Griffin made his debut on April 10, 1969, against the San Diego Padres. He pitched seven innings while striking out eight and walking five and allowing two runs on three hits, but the Padres prevailed 2–0. In that season, he would go 11–10 with a 3.54 ERA in 31 games, pitching 188.1 innings while striking out 200 batters and walking 93, with the latter two being highs for Griffin. Two additional pitchers in Larry Dierker and Don Wilson joined him in having at least 200 strikeouts, the second team to ever have three 200+ strikeout pitchers. It took the final start of the year for Griffin to reach the 200 plateau, which he did with his sixth strikeout of the September 28th game against the Cincinnati Reds, doing so against Woody Woodward in the sixth in a 4–1 loss. He led the league in strikeouts per nine innings with 9.6.

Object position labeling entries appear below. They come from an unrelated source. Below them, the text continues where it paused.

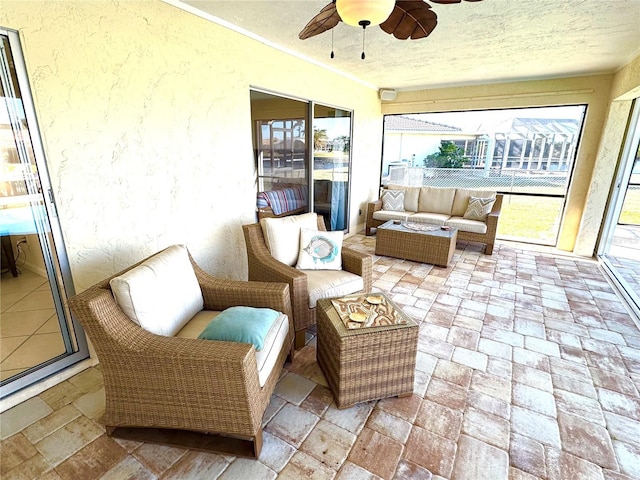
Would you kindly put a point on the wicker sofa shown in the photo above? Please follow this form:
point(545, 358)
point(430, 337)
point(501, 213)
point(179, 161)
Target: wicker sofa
point(179, 389)
point(440, 206)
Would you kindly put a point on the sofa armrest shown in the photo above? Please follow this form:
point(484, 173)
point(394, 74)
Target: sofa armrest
point(360, 264)
point(372, 207)
point(219, 294)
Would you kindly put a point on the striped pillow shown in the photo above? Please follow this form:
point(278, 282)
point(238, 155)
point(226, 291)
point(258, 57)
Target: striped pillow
point(393, 200)
point(479, 208)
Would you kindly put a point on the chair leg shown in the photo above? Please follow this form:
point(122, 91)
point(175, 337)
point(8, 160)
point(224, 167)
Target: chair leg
point(247, 447)
point(301, 339)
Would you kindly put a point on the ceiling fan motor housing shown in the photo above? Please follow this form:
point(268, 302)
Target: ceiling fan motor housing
point(354, 12)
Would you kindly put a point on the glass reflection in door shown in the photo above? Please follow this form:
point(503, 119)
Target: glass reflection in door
point(331, 165)
point(36, 328)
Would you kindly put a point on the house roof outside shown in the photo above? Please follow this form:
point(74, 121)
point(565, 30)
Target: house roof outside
point(407, 124)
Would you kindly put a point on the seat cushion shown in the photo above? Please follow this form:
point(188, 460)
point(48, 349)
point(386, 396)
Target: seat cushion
point(430, 218)
point(479, 208)
point(411, 195)
point(461, 200)
point(436, 200)
point(161, 294)
point(320, 250)
point(464, 225)
point(265, 358)
point(283, 235)
point(331, 283)
point(385, 215)
point(393, 200)
point(241, 324)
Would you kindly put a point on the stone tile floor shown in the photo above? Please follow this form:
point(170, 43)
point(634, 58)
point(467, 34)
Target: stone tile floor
point(528, 368)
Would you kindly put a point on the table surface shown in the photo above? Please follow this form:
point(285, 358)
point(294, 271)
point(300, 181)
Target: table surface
point(334, 318)
point(401, 227)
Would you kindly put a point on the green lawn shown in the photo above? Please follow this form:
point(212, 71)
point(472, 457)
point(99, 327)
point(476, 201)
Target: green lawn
point(631, 208)
point(531, 219)
point(536, 219)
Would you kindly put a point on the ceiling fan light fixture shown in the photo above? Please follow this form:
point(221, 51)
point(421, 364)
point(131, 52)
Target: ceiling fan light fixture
point(355, 12)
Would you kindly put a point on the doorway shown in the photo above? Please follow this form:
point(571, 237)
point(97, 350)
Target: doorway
point(37, 334)
point(619, 248)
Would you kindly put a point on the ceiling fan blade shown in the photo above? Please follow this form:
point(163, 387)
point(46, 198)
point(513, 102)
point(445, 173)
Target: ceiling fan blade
point(325, 20)
point(410, 19)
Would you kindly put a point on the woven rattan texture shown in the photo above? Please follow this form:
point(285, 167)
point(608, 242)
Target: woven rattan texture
point(365, 364)
point(487, 238)
point(425, 247)
point(179, 383)
point(263, 267)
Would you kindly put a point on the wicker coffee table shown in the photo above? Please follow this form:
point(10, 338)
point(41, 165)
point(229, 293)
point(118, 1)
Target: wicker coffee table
point(433, 246)
point(367, 363)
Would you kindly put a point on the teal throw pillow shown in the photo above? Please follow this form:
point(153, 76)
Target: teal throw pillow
point(241, 324)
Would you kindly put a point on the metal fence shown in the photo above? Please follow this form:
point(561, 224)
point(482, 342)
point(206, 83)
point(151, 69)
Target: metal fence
point(515, 181)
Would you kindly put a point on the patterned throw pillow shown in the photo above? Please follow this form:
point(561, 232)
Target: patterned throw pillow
point(320, 250)
point(393, 200)
point(479, 208)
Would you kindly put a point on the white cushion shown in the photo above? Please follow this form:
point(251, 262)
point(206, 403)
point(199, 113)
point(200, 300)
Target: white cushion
point(430, 218)
point(393, 200)
point(436, 200)
point(265, 358)
point(331, 283)
point(479, 208)
point(411, 195)
point(464, 225)
point(283, 235)
point(461, 200)
point(161, 294)
point(389, 215)
point(320, 250)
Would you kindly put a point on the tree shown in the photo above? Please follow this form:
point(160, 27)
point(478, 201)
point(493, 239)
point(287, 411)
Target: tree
point(320, 138)
point(449, 156)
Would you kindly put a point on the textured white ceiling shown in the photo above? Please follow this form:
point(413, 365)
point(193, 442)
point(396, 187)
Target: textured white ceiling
point(482, 42)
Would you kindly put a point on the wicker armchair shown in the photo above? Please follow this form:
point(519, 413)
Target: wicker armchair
point(200, 394)
point(263, 267)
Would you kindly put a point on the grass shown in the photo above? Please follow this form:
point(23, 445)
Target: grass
point(531, 219)
point(631, 208)
point(536, 219)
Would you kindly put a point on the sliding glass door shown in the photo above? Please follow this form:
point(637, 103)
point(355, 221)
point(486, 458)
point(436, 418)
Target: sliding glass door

He would regress significantly in the next few seasons. In 1970, he pitched in 23 games while having a 3–13 record with a 5.74 ERA in 111.1 innings, having 72 walks and strikeouts and 13 wild pitches (6th in the National League). The next year, he appeared in just 10 games, going 0–6 with a 4.78 ERA in 37.2 innings while having 20 walks and 29 strikeouts. He was shifted to appearing in the middle of games for 1972, appearing in 39 games while starting just five, and he went 5–4 with 3 saves on a 3.24 ERA in 94.1 innings while having 38 walks and 83 strikeouts.

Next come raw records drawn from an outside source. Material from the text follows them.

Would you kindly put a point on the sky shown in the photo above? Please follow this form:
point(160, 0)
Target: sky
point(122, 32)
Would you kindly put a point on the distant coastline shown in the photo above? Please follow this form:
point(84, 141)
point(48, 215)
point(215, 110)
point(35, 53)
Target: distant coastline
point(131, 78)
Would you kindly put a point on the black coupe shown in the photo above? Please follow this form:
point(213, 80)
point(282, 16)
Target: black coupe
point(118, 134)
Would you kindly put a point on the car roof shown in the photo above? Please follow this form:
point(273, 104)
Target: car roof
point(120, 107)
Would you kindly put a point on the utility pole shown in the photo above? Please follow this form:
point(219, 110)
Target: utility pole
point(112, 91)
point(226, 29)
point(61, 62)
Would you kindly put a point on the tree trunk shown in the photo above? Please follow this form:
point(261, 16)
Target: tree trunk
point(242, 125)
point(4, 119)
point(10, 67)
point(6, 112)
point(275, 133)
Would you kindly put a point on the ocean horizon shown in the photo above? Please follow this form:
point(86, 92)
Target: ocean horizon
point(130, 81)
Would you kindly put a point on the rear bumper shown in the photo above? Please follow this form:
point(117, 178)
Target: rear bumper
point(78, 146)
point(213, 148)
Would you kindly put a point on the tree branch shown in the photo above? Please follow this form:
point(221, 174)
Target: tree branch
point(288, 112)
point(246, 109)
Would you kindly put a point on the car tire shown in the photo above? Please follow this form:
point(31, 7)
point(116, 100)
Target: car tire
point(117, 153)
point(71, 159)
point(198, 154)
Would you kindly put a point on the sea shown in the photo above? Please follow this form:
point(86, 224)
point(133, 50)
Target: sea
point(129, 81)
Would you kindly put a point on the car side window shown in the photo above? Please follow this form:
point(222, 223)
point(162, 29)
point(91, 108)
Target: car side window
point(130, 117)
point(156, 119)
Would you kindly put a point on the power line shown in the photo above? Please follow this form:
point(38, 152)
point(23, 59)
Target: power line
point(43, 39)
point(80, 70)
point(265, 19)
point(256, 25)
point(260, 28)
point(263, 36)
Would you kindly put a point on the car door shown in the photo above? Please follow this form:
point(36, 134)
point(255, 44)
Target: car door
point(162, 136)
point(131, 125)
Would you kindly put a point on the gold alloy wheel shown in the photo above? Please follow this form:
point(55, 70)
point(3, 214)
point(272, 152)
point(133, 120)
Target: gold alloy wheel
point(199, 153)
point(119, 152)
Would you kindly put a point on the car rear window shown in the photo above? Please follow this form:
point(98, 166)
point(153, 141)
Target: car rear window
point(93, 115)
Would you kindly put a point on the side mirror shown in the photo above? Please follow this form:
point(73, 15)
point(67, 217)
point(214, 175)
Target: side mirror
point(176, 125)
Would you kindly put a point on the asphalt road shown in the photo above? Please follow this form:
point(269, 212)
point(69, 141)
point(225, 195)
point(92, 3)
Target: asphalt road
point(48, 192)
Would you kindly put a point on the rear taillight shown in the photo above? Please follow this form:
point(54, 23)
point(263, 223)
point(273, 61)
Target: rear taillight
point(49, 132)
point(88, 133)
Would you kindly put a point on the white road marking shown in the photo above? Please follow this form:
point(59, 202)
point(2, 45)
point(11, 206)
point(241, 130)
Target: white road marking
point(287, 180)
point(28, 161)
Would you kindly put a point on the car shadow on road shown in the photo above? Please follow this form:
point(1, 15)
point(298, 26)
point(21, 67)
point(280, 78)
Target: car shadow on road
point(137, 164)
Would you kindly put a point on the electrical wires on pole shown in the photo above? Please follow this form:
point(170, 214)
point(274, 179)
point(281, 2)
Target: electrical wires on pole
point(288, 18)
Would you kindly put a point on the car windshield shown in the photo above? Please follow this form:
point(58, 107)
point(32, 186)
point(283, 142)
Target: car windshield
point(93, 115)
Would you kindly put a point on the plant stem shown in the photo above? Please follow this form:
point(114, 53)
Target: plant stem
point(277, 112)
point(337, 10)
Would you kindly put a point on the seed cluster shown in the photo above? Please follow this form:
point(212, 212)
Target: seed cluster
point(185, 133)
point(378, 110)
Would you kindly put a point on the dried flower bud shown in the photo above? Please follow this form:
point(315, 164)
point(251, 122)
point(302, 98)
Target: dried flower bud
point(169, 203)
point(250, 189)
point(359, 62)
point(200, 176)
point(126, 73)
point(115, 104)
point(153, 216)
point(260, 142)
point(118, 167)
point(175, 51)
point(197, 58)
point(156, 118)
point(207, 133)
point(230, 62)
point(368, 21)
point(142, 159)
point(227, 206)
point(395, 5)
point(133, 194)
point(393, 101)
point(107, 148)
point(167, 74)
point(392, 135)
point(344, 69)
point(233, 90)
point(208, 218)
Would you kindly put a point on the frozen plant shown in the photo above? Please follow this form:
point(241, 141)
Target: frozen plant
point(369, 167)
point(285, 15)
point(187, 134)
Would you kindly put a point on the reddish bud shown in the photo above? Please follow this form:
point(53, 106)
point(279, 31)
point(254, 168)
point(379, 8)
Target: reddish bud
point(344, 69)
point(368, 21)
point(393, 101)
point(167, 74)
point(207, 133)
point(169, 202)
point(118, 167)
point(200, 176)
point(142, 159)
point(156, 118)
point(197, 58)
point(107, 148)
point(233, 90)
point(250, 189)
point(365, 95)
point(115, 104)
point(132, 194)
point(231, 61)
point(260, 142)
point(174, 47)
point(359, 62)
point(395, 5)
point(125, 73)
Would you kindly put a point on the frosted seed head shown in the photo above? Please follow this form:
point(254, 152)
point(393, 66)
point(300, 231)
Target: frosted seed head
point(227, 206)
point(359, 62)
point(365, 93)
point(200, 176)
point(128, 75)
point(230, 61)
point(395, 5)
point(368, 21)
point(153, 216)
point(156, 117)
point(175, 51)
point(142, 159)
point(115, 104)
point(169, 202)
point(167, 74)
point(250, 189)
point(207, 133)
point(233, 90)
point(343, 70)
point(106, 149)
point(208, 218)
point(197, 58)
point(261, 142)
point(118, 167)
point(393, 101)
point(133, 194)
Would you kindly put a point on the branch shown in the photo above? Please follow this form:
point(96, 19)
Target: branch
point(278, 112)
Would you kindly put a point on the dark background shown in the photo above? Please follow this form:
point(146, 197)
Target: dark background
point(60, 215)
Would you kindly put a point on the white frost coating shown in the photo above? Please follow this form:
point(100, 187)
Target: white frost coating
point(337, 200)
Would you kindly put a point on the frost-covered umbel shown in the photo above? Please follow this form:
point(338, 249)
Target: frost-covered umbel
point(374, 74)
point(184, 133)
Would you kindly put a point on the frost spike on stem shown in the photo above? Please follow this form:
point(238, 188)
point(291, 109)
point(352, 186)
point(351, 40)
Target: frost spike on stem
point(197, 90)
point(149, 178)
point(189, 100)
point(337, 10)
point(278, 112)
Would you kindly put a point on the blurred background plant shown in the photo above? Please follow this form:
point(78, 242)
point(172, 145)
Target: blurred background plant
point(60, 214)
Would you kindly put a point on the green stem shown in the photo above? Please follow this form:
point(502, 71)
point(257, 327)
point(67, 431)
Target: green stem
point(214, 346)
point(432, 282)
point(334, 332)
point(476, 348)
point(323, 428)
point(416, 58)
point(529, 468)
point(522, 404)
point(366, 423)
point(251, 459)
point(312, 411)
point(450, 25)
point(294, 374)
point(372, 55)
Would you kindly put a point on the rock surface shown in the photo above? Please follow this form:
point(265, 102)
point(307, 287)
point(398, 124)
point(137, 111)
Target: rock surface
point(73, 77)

1974 indicated a last flickering of growth. He went 14–10 with a 3.54 ERA in 34 games (all starts) in 211 innings with a career-high eight complete games. He struck out 110 batters and walked 89 (both peaks that would never be that high in his remaining eight years). He was 8th in shutouts with three while 5th in wild pitches with 11 and 3rd in errors with 8th. On May 7, 1974, Griffin threw a one-hitter against the Pittsburgh Pirates. He allowed one hit while allowing a run to score on three errors in the field (including a balk), but the Astros won 2–1.

1976 was a bumpy road for Griffin. In 20 games for the Astros (two starts), he went 5–3 with a 6.05 ERA in 41.2 innings, striking out 33 with 37 walks. Griffin was taken on waivers by the Padres on August 3, 1976. He went 4–3 with a 2.94 ERA in 11 games (all starts) in 70.1 innings, striking out 36 with 42 walks. The next season, he went 6–9 with a 4.46 ERA in 38 games (20 starts) in 151.1 innings, walking 88 batters with 79 strikeouts. He became a free agent after the 1977 season, signing with the California Angels on January 27. He went 3–4 with a 4.02 ERA in 24 games (4 starts) and 56 innings while striking out 35 and walking 31. He was released by the team after the end of the 1978 season.

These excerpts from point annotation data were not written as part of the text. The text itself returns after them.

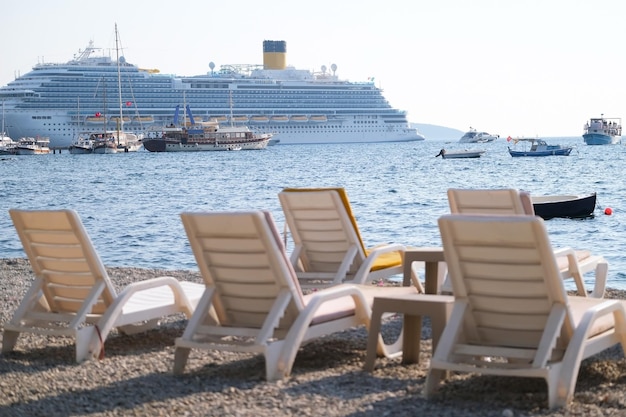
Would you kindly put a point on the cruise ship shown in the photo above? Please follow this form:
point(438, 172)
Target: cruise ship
point(59, 100)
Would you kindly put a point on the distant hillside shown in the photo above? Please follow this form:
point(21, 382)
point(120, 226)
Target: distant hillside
point(434, 132)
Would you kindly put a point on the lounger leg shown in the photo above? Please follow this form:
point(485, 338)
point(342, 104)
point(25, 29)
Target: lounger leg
point(373, 336)
point(180, 359)
point(602, 270)
point(86, 344)
point(433, 380)
point(9, 338)
point(277, 364)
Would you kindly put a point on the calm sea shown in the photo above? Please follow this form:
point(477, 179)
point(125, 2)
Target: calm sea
point(130, 203)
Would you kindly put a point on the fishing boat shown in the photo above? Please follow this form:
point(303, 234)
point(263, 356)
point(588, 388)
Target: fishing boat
point(269, 88)
point(205, 136)
point(454, 154)
point(539, 147)
point(7, 145)
point(569, 206)
point(473, 136)
point(104, 143)
point(603, 131)
point(83, 144)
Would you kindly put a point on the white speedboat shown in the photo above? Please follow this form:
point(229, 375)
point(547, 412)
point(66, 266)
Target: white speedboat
point(473, 136)
point(32, 146)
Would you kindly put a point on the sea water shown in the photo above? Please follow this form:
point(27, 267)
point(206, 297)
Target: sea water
point(130, 203)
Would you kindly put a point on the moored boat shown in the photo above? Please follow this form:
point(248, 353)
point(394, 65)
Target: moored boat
point(205, 136)
point(83, 144)
point(7, 145)
point(603, 131)
point(32, 146)
point(104, 144)
point(473, 136)
point(539, 147)
point(455, 154)
point(569, 206)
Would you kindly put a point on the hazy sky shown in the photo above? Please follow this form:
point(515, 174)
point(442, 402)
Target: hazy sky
point(511, 67)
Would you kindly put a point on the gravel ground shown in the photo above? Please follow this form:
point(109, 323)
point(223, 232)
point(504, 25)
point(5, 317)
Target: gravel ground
point(40, 377)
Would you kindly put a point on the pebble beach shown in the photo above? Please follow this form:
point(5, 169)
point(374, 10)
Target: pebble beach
point(40, 378)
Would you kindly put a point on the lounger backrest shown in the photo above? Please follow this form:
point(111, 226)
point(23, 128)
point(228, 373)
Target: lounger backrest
point(503, 268)
point(241, 257)
point(322, 225)
point(489, 201)
point(63, 257)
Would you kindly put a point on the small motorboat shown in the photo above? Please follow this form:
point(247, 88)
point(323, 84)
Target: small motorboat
point(460, 154)
point(539, 147)
point(568, 206)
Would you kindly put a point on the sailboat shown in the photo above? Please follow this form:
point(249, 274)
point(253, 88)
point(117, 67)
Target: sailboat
point(82, 143)
point(126, 141)
point(7, 145)
point(103, 141)
point(116, 140)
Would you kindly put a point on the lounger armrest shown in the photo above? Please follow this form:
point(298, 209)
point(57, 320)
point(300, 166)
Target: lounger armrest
point(109, 319)
point(576, 351)
point(573, 269)
point(361, 276)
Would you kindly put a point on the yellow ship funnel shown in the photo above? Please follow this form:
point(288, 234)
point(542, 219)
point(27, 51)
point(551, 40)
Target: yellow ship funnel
point(274, 54)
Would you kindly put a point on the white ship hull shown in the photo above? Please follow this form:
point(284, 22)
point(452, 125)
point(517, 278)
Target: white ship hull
point(314, 133)
point(296, 106)
point(202, 148)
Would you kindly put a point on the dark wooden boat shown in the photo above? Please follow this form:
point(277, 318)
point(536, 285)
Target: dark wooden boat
point(569, 206)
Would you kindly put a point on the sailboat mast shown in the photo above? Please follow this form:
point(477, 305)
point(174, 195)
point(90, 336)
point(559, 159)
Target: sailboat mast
point(120, 122)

He signed on with the San Francisco Giants on April 4, 1979. He went 5–6 that year, having a 3.91 ERA in 59 games (3 starts) as he garnered two saves in 94.1 innings, striking out 82 with 46 walks. The following year, he went 5–1 with a 2.76 ERA in 42 games (four starts) in 107.2 innings as he struck out 79 with 49 walks, although he led the league in hit batsmen with eight. In 1981, he went 8–8 with a 3.76 ERA in 22 games (all starts) in 129.1 innings while striking out 83 and walking 57 and leading the league in hit batsmen with seven. He was traded to Pittsburgh on December 11, 1981 for Doe Boyland. He would play in just six games for the Pirates, going 1–3 with a 8.87 ERA in 22.1 innings, walking 15 and striking out 8. Oddly enough, his last game of his career was against his old team in Houston on May 11. He pitched four innings while allowing three earned runs with one strikeout and six walks as the losing pitcher in a 4–2 Astros win. Four days later, he was released by the Pirates.